Academic references
The logic
- The provision of sources which can be checked is the distinguishing mark of scholarly work. References should be given in a standard format, which can be instantly comprehended by any scholar and makes it easy to trace the source.
- The most important distinction is between published and unpublished material.
- A publication is a work made available to the public through multiple copies, usually in printed form.
- It is assumed that publications will be traced through library catalogues.
- A book is catalogued by author and title, so this information is given priority in citations. Italics are used to pick out the title. The date of publication and location of the publisher may assist (in distinguishing between editions, for example), so this information is added.
- Published records are generally identified by title, so this is given first in citations, followed by the editor.
- An article is traced through the title of the journal or newspaper in
which it appears. So it is the journal title which is picked out in
italic type. The article title may be given in
inverted commas
. - Give page numbers. The reader will not want to search an entire book for the information you quote.
- Unpublished sources are either unique or rare. Manuscripts, paintings, architect's plans, unpublished reports or theses are found by going to the place where they are stored. So the location is of primary importance and is given first, followed by its catalogue reference or description.
- Titles of unpublished works may be given in
inverted commas
. They should never be given in italics, which suggests a publication and could cause the reader to search fruitlessly in library catalogues for it. - Online material presents particular problems. The Internet is a flexible medium. Pages can change both location and content. Therefore if you cite an internet page, give both the url and the date on which you accessed it. So if the content later changes or is removed, the version that you saw may be traced via the Internet Archive.
- However if the work you are citing is a digital version of a printed publication, give the details of the print publication. Only refer to the Internet location if the digital edition differs from the print edition.
- Common confusions. Do not give the location in which you personally perused a published work or its catalogue number in your favourite library. Either creates the impression that this is an unpublished work (a thesis perhaps), which can only be found at that location. Unless...

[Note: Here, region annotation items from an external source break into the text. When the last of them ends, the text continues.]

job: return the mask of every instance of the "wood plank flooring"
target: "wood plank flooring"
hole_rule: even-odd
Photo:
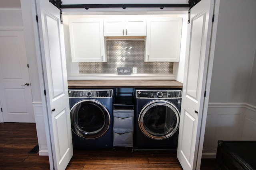
[[[0,169],[49,170],[48,156],[28,153],[38,143],[34,123],[0,123]],[[66,170],[182,170],[175,152],[131,152],[129,148],[74,149]],[[203,159],[201,170],[214,169]]]

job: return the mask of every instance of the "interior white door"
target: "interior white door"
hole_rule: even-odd
[[[201,120],[207,114],[203,109],[214,5],[214,0],[202,0],[190,10],[177,151],[185,170],[198,168],[200,131],[205,127]]]
[[[23,31],[0,31],[0,51],[1,121],[34,123]]]
[[[48,0],[36,2],[54,169],[64,170],[73,148],[63,27],[60,10]]]

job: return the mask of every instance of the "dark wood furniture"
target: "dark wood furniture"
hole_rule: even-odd
[[[218,141],[216,170],[256,169],[256,141]]]

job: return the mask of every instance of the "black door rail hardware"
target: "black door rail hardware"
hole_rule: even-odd
[[[192,8],[200,0],[189,0],[188,4],[62,4],[61,0],[49,0],[49,2],[59,9],[84,8],[86,10],[94,8]]]

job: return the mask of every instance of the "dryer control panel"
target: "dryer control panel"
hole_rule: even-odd
[[[136,97],[138,98],[181,98],[181,90],[136,90]]]
[[[72,98],[111,98],[113,90],[69,90],[68,97]]]

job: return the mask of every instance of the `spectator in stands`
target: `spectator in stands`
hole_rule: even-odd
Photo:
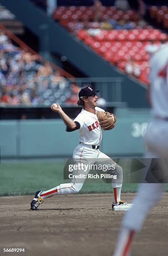
[[[49,62],[47,61],[44,61],[44,66],[41,66],[37,72],[37,77],[48,77],[53,73],[52,69]]]
[[[133,61],[132,58],[130,58],[129,61],[126,64],[125,67],[126,73],[128,74],[131,75],[133,73]]]
[[[54,72],[49,61],[16,47],[0,31],[0,102],[50,105],[59,95],[61,103],[72,96],[76,104],[76,93],[68,86],[67,79],[58,71]]]
[[[119,10],[126,10],[130,8],[127,0],[116,0],[114,1],[114,5]]]

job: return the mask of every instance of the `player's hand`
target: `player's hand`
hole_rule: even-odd
[[[57,104],[57,107],[55,107],[55,104]],[[52,105],[51,106],[51,108],[53,111],[54,112],[56,112],[57,113],[59,113],[59,112],[62,110],[62,108],[57,103],[52,104]]]

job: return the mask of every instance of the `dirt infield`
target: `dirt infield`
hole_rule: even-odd
[[[123,194],[130,202],[134,194]],[[0,197],[0,256],[3,248],[24,248],[15,254],[42,256],[110,256],[123,212],[111,210],[109,194],[55,196],[36,211],[32,196]],[[168,195],[151,211],[134,242],[132,255],[166,256],[168,245]],[[144,203],[145,203],[144,202]]]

- If the copy you used has unpublished material added, to which you wish to refer, it should be cited as an unpublished work. For instance a single copy of a book may have marginal notes added by the author. Grangerised or extra-illustrated copies were specially bound with blank pages for collectors to paste in additional pictures, cuttings and other material. Each such copy will be unique.
The systems
Academic references follow two main systems: footnotes or the Harvard system.
The Harvard system
This was designed for references to published sources. The author's surname, the date of the publication quoted and the page numbers are given in brackets in the text. Full bibliographic information is given in a bibliography.
Footnotes
A series of numbers in the text, placed either superscript or in brackets, leads the reader to corresponding numbers at the foot of the page or the end of the text, with the reference(s). These references can be given in abbreviated form if they follow full information in an earlier note OR full information is supplied in a bibliography. Where a number of unpublished sources cited are in the same archive, it is simplest to abbreviate its name to initials. Abbreviations should be explained in some convenient place (either at the start of the report or the head of the notes.)
Examples of footnotes
DRO = Devon Record Office
RIBA = Royal Institute of British Architects
- Christopher Hussey, English Country Houses: Early Georgian (London 1955), p.197.
- DRO L1258/Maps: Road 3.
- Lord Hervey's Memoirs, ed Romney Sedgwick (London 1952), pp.46-7.

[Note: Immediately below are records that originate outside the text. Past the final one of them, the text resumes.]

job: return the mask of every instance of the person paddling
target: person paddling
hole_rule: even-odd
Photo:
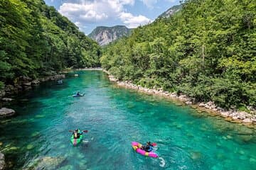
[[[74,139],[79,139],[80,135],[82,135],[82,132],[78,132],[78,129],[76,129],[75,130],[70,130],[70,132],[73,132],[73,135],[74,135]]]
[[[142,149],[142,150],[146,151],[146,152],[151,152],[153,150],[153,145],[149,141],[149,142],[146,142],[146,145],[142,145],[140,149]]]

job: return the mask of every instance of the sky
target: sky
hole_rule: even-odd
[[[97,26],[134,28],[152,22],[179,0],[45,0],[86,35]]]

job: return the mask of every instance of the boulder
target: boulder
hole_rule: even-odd
[[[199,107],[204,107],[204,106],[206,106],[205,103],[199,103]]]
[[[6,102],[9,102],[9,101],[12,101],[14,99],[11,98],[3,98],[2,101],[6,101]]]
[[[40,159],[36,159],[33,162],[30,163],[27,167],[23,169],[26,170],[53,170],[58,169],[61,166],[61,164],[65,161],[64,157],[45,157]]]
[[[252,123],[252,120],[250,118],[246,118],[246,119],[242,120],[242,122],[243,123]]]
[[[4,90],[0,90],[0,99],[4,97],[5,95],[5,91]]]
[[[11,108],[2,108],[0,109],[0,118],[10,117],[15,114],[15,111]]]
[[[40,81],[38,79],[35,79],[31,82],[32,86],[37,86],[39,84],[40,84]]]
[[[24,86],[31,86],[31,82],[23,83],[23,84],[22,84],[22,85]]]
[[[0,152],[0,170],[4,169],[5,162],[4,162],[4,154]]]
[[[28,82],[28,81],[31,81],[32,80],[31,78],[30,78],[29,76],[21,76],[18,77],[19,81],[22,81],[22,82]]]
[[[191,105],[192,101],[186,101],[186,102],[185,102],[185,103],[187,104],[187,105]]]
[[[12,85],[6,85],[5,87],[5,92],[6,94],[11,94],[16,91],[18,91],[18,89]]]

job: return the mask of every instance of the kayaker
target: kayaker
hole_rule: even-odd
[[[80,135],[82,135],[82,132],[78,132],[78,129],[76,129],[75,131],[73,131],[73,134],[74,135],[74,139],[80,138]]]
[[[142,150],[146,151],[146,152],[151,152],[153,149],[153,145],[151,144],[151,142],[146,142],[146,145],[142,145],[141,147],[141,149]]]

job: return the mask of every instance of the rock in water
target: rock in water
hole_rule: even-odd
[[[34,147],[34,146],[32,144],[28,144],[26,147],[28,150],[32,149]]]
[[[15,111],[11,108],[2,108],[0,109],[0,118],[12,116],[15,114]]]
[[[65,161],[64,157],[45,157],[40,159],[37,159],[32,164],[23,169],[26,170],[53,170],[58,169],[61,166],[61,164]]]
[[[0,152],[0,170],[4,169],[5,166],[4,154]]]
[[[2,101],[6,101],[6,102],[9,102],[9,101],[12,101],[14,99],[11,98],[3,98]]]
[[[191,157],[193,160],[198,160],[200,159],[201,159],[202,157],[202,154],[199,152],[191,152]]]

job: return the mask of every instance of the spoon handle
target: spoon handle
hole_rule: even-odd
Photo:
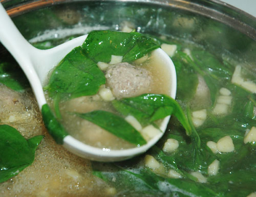
[[[20,34],[1,3],[0,30],[0,41],[17,61],[29,55],[28,52],[33,47]]]
[[[0,41],[12,54],[24,71],[35,93],[39,107],[46,103],[41,82],[32,58],[37,49],[26,40],[0,3]]]

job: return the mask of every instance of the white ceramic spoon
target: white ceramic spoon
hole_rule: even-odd
[[[26,75],[34,91],[41,110],[46,104],[42,84],[47,77],[49,70],[57,65],[74,47],[81,45],[87,35],[79,37],[53,48],[41,50],[31,45],[22,35],[0,3],[0,41],[12,55]],[[170,71],[170,96],[175,98],[176,93],[176,73],[173,62],[161,49],[154,53],[162,63],[169,66]],[[165,131],[170,116],[164,118],[160,126]],[[52,131],[54,132],[54,131]],[[70,135],[62,139],[63,145],[70,152],[83,158],[101,161],[121,161],[145,152],[155,144],[163,135],[163,132],[156,136],[146,144],[139,147],[124,150],[110,150],[87,145]]]

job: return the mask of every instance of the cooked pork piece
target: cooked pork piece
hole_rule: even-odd
[[[117,98],[138,96],[150,89],[152,79],[146,69],[126,62],[111,66],[106,75],[106,86]]]

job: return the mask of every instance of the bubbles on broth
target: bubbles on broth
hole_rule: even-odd
[[[17,129],[26,138],[45,136],[32,164],[0,183],[1,196],[105,196],[98,191],[109,186],[92,175],[90,161],[69,153],[48,133],[31,91],[19,93],[1,85],[0,91],[1,124]]]

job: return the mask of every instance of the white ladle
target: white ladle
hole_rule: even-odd
[[[58,64],[74,47],[81,45],[87,35],[73,39],[53,48],[41,50],[31,45],[22,35],[0,3],[0,41],[12,55],[26,75],[41,110],[46,104],[42,87],[49,70]],[[174,65],[169,56],[161,49],[153,52],[164,64],[169,66],[171,73],[170,96],[175,98],[176,73]],[[160,129],[165,131],[170,116],[164,118]],[[54,131],[53,131],[54,132]],[[127,159],[145,152],[162,136],[164,132],[156,135],[146,144],[139,147],[123,150],[110,150],[87,145],[68,135],[63,139],[63,145],[70,152],[83,158],[101,161],[115,161]]]

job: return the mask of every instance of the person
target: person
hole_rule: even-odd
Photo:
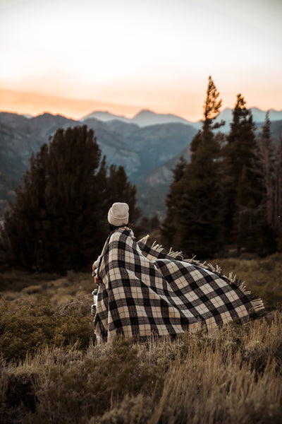
[[[110,235],[94,264],[97,338],[173,338],[233,319],[245,323],[263,311],[261,299],[212,266],[167,252],[149,236],[137,241],[128,221],[128,205],[114,203],[108,213]]]

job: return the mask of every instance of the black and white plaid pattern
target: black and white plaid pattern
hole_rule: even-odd
[[[180,259],[136,242],[126,227],[111,234],[98,271],[96,334],[108,340],[116,334],[173,336],[249,319],[251,301],[236,284]]]

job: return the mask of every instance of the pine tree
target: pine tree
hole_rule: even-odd
[[[257,143],[257,163],[260,166],[260,178],[264,189],[262,206],[268,225],[275,228],[275,168],[277,158],[277,149],[271,139],[269,112],[262,126]]]
[[[191,162],[171,185],[168,199],[171,204],[168,203],[170,208],[164,223],[173,223],[173,246],[189,256],[212,257],[222,247],[221,135],[213,131],[223,124],[214,124],[221,106],[219,97],[209,76],[202,129],[191,142]]]
[[[180,156],[176,167],[173,170],[173,181],[166,197],[166,216],[161,228],[164,244],[168,248],[178,245],[176,230],[178,225],[178,205],[183,196],[183,176],[187,163]]]
[[[105,158],[86,126],[59,129],[37,155],[5,216],[7,261],[30,271],[64,272],[91,266],[109,233],[109,203],[135,205],[135,187],[109,184]],[[119,181],[119,178],[117,179]]]
[[[254,225],[262,196],[256,150],[252,113],[238,94],[223,149],[226,233],[238,251],[243,246],[252,250],[255,244]]]

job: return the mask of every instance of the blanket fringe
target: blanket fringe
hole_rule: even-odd
[[[149,235],[148,234],[147,235],[144,237],[142,239],[141,239],[140,240],[140,242],[146,245],[148,242],[149,237]],[[178,258],[178,259],[180,258],[180,260],[184,261],[185,262],[188,262],[188,263],[193,264],[193,265],[198,265],[199,266],[201,266],[202,268],[204,268],[205,269],[211,271],[212,272],[216,273],[219,276],[221,276],[223,278],[226,278],[231,284],[232,283],[235,284],[240,288],[240,290],[241,290],[243,291],[243,293],[245,294],[245,295],[248,298],[250,304],[252,305],[252,310],[256,314],[256,315],[259,316],[259,315],[262,315],[264,314],[264,302],[263,302],[262,299],[261,299],[260,298],[258,298],[257,296],[256,296],[255,295],[252,293],[252,292],[250,291],[249,290],[247,290],[246,286],[245,285],[245,282],[239,281],[237,278],[236,275],[233,274],[233,273],[232,271],[229,273],[229,275],[227,277],[226,276],[223,275],[222,268],[221,266],[219,266],[217,264],[215,266],[214,266],[210,262],[209,262],[208,264],[207,264],[206,261],[201,262],[200,261],[198,261],[197,259],[195,259],[195,257],[196,257],[195,256],[194,256],[192,258],[191,258],[190,259],[184,259],[182,252],[173,252],[172,250],[171,247],[170,248],[169,251],[168,252],[166,249],[164,249],[161,246],[161,245],[159,245],[156,241],[154,241],[153,242],[153,244],[152,245],[150,248],[158,253],[164,253],[164,254],[167,254],[172,258]]]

- Hussey, Country Houses: Early Georgian, pp.244-52.
- National Archives MPHH 223/2.
- G.R.Gibbard,
The Country House Poem of the Seventeenth Century
, Journal of the Warburg and Courtauld Institutes, vol. 109 (1956), pp.159-74. - British Library King's MS 43 f.127.
- Plymouth City Council Planning Office, planning application for change of use of 34 Southside St 12.3.95.
- The Exeter Flying Post 12.3.1795, p.2.
- RIBA Drawings collection K4/30/8.
- British Sporting Painting, 1650-1850 (Arts Council Catalogue, London 1975), p.63.
- Plymouth Building Accounts of the Sixteenth and Seventeenth Centuries, Devon and Cornwall Record Society New Series vol. 12, p.34.
Bibliographies
A bibliography is essential with the Harvard system and may be helpful if footnotes run into large numbers. Readers can then easily locate the full reference from a shortened form given in a footnote. A bibliography is a list of published works only. It should be organised alphabetically by author (or title for published records.) It should not be regarded as a substitute for footnotes.